Baltic: The German armored cruiser SMS Prinz Adelbert is torpedoed by a British submarine and destroyed on October 23. Over 670 sailors are killed, the greatest loss of life for the Imperial Navy’s Baltic forces during the war.
Diplomacy: The United States recognizes the revolutionary government of Venustiano Carranza, the “Primer Jefe” of the Constitutionalists in Mexico on October 19. He will go on to become President of the country in 1917, but is assassinated only three years later.
Politics: The United Daughters of the Confederacy holds its annual meeting in San Francisco on October 21. This is the first time the meeting is held outside of the South, and reflects the growing acceptance of the “lost-cause narrative” in non-Southern states, in part due to the success of “The Birth of a Nation.”
Law: Lyda Conley, who had been arrested a year earlier for shooting a policeman, becomes the first Native American woman admitted to practice at the US Supreme Court, October 25. She had appeared in propria persona (in her own person) in 1909, to argue in favor of protecting a Native American cemetery.
Government: Billy Hughes succeeds Andrew Fisher as Australian Prime Minister on October 27. He will break with his own party (Labor) over the issue of conscription and form the new National Labor Party, which later merged with the Commonwealth Liberal Party to become the Nationalist Party, while still serving in that capacity.
Disasters: The St.

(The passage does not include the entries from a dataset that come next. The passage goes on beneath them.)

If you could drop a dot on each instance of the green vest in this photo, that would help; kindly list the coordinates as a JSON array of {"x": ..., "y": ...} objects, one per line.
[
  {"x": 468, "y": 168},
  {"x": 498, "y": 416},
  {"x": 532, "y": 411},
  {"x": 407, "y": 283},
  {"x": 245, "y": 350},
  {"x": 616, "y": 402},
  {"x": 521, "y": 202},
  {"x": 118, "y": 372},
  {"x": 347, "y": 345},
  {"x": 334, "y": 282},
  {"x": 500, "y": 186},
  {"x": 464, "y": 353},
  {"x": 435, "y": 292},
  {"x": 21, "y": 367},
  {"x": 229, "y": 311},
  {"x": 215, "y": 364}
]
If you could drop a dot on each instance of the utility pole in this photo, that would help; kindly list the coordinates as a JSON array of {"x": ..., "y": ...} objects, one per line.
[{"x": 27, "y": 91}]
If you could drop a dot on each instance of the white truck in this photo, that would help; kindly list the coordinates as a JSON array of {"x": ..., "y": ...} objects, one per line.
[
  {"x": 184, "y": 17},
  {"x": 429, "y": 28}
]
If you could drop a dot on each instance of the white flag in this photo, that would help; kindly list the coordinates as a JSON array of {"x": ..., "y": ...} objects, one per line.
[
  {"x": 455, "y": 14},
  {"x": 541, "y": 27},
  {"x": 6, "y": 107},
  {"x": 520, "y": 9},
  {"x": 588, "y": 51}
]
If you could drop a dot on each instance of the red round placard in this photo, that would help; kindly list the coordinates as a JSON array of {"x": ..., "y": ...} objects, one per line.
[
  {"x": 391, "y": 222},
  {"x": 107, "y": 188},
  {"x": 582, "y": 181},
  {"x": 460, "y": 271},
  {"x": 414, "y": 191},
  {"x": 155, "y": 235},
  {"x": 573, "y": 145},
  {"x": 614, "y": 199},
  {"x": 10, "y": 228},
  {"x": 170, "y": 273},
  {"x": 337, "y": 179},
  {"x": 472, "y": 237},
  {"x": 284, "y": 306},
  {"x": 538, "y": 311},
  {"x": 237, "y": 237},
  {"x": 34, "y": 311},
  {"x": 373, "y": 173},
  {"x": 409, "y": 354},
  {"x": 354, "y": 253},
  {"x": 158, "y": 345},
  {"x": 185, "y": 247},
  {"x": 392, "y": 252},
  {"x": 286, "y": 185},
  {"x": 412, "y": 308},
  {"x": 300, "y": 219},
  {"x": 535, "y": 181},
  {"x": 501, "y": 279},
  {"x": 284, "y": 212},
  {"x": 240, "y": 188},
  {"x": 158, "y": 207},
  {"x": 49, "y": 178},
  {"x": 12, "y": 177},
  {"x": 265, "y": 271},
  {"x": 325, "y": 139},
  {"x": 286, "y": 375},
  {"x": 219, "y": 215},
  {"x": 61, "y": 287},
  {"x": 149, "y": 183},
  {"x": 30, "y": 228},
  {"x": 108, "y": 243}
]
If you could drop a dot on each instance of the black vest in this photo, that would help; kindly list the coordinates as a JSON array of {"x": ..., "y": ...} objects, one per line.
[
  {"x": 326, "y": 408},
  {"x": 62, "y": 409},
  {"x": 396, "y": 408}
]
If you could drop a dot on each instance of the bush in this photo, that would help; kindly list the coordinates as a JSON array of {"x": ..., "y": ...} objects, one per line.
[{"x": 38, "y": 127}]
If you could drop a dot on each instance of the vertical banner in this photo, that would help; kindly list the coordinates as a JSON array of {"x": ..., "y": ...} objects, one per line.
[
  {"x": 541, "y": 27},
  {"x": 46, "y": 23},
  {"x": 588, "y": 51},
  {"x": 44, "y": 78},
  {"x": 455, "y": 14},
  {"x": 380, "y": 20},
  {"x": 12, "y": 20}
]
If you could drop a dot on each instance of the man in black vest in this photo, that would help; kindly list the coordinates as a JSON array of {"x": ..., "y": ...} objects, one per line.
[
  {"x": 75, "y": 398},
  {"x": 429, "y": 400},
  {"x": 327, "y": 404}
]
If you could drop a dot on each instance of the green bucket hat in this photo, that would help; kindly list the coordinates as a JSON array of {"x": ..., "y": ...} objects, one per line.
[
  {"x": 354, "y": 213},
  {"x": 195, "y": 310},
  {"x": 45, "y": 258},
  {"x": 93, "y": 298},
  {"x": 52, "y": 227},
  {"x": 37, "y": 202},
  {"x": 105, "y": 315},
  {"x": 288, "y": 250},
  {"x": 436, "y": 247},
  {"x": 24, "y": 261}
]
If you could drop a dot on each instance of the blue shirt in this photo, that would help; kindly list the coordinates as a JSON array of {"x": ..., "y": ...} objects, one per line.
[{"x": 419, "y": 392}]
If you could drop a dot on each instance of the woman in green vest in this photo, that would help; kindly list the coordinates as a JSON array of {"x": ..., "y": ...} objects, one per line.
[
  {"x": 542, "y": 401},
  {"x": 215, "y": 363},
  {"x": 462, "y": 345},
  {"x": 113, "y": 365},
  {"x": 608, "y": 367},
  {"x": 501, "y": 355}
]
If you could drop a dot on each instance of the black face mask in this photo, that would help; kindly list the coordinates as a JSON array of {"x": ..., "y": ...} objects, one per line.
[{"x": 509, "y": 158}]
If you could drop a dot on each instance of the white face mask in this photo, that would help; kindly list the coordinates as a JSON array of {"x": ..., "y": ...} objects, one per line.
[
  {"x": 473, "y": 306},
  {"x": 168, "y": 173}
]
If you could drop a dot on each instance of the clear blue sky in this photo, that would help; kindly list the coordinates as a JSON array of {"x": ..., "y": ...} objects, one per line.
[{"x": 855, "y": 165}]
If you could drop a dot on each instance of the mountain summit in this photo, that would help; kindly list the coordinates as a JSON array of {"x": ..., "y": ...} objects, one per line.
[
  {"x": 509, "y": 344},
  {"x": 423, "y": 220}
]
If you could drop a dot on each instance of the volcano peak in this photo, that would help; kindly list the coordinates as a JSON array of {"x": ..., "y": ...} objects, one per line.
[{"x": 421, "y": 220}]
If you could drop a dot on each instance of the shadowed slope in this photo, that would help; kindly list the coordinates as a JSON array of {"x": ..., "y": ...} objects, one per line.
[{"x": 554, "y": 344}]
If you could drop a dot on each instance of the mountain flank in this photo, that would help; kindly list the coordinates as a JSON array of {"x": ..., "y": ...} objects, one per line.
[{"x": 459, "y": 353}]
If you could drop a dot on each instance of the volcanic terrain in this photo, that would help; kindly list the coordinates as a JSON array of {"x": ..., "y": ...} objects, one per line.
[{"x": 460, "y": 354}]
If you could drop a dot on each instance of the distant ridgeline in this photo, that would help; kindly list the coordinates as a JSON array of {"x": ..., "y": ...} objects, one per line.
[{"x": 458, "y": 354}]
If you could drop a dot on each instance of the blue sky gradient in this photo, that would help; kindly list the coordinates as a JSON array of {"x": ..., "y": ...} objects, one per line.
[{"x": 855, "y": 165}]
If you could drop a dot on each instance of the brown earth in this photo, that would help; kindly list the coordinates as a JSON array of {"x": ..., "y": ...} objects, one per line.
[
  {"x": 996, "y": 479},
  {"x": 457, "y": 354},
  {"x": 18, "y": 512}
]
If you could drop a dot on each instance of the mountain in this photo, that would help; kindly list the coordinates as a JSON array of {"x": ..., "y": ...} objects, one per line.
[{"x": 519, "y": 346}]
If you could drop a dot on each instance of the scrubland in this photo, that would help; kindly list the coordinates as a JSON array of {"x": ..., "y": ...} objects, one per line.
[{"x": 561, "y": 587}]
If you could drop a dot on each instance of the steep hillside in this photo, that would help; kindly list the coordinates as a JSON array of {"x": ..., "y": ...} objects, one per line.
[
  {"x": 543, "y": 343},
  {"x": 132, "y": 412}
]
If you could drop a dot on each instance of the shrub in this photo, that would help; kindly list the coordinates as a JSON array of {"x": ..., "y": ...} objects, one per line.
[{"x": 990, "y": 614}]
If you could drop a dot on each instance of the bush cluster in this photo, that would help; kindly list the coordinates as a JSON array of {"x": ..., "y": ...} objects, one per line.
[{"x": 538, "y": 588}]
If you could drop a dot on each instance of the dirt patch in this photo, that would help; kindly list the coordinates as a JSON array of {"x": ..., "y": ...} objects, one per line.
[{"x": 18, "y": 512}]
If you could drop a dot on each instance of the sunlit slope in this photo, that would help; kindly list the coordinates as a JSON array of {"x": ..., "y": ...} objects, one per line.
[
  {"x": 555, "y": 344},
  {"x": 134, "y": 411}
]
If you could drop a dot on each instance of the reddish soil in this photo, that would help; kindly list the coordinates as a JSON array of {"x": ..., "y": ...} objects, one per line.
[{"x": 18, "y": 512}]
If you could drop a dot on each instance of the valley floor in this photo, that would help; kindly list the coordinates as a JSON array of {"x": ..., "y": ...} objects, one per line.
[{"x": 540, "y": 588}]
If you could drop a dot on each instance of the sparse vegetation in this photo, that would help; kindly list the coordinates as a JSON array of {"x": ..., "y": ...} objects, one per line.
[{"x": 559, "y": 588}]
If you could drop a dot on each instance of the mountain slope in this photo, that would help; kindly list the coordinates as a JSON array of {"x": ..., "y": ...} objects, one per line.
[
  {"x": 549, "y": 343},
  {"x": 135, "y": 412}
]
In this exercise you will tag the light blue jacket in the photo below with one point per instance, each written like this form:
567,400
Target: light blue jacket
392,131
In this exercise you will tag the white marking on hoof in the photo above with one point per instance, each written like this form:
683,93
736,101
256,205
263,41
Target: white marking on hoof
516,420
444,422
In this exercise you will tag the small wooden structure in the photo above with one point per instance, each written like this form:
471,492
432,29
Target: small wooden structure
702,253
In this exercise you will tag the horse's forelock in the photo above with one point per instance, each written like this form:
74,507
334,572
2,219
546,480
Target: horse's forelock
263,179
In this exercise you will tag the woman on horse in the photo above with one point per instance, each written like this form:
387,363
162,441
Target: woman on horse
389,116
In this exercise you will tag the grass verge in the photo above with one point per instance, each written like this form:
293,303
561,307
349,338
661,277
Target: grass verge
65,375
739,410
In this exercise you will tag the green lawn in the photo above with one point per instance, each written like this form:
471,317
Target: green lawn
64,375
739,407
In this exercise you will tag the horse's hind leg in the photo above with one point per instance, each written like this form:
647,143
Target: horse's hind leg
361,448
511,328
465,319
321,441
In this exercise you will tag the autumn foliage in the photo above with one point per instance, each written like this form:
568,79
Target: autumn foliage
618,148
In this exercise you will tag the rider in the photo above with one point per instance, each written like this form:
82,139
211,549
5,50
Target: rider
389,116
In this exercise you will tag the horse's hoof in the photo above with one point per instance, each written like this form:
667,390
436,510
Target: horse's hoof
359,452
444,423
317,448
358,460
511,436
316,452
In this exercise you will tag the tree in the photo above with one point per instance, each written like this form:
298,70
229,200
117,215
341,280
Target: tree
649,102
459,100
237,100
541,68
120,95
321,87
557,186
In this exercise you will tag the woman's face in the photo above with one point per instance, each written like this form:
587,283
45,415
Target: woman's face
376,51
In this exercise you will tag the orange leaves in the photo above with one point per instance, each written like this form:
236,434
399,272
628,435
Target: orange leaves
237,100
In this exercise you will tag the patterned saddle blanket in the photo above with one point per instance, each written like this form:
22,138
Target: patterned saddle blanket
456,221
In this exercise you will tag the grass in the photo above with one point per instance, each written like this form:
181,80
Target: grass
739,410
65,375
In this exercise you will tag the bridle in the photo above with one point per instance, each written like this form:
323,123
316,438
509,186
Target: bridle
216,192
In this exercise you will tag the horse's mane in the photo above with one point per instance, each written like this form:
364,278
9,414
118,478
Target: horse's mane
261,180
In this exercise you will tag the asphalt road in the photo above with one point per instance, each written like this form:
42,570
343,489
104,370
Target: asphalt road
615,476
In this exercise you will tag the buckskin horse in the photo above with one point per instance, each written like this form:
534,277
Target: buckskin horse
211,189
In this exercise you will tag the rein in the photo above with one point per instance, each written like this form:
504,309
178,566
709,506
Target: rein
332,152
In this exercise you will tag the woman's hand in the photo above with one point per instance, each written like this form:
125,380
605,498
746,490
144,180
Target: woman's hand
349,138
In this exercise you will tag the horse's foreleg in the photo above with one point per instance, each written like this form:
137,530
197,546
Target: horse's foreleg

Johns School in Peabody, Massachusetts catches fire on October 28. 21 girls between the ages of 7 and 17 die in this fire, in part due to poor safety procedures and lack of safety exits.
Deaths: Actress Blanche Walsh dies October 31 from kidney failure. Mostly known for her work on the stage, she appeared in a film version of “Resurrection,” the novel by Leo Tolstoy, produced by Adolph Zukor in 1912.